De toda esta serie de constantes sólo quedan las actuaciones. Ana Piterbarg deposita el peso de la película, sus ritmos internos y sus puntos altos, en la manera en que los actores elegidos se hacen cargo de las líneas de diálogo. Y en ese juego, los únicos que salen indemnes son Daniel Fanego, en el papel de Adrián, el mafioso que lidera la serie de crímenes cometidos durante el relato, y Sofía Gala en el papel de Rosa, una suerte de Femme Fatale rústica (característica que comparte con el personaje interpretado por Dolores Fonzi en El aura).
Todos tenemos un plan termina siendo una película despareja, que combina registros actorales totalmente disímiles y que no interesa en ningún momento porque carece de la capacidad de construir grandes momentos. Quizás en los papeles se trataba de una buena película, pero en el fondo termina siendo un producto más de importación para fugar imágenes al exterior.
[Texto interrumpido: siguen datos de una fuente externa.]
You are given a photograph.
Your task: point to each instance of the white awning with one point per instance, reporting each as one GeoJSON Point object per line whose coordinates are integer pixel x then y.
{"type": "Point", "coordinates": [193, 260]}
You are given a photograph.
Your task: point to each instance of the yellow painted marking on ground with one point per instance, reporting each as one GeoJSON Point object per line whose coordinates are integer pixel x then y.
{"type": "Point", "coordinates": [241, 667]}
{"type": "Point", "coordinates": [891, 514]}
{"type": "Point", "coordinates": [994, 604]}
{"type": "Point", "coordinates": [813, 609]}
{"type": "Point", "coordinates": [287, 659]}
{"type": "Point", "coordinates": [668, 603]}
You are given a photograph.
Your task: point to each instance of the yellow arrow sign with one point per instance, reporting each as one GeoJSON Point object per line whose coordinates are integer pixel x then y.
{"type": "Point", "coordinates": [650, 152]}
El cine no es solamente guión, ni producción, sino imágenes y sonidos. Y el problema de Todos tenemos un plan se juega en esos terrenos esenciales que hacen que una película sea eso, una película, y no una anécdota mal contada. La ópera prima de Ana Piterbarg se olvida de que cuando se habla de cine importa menos tener un plan que saber ejecutarlo.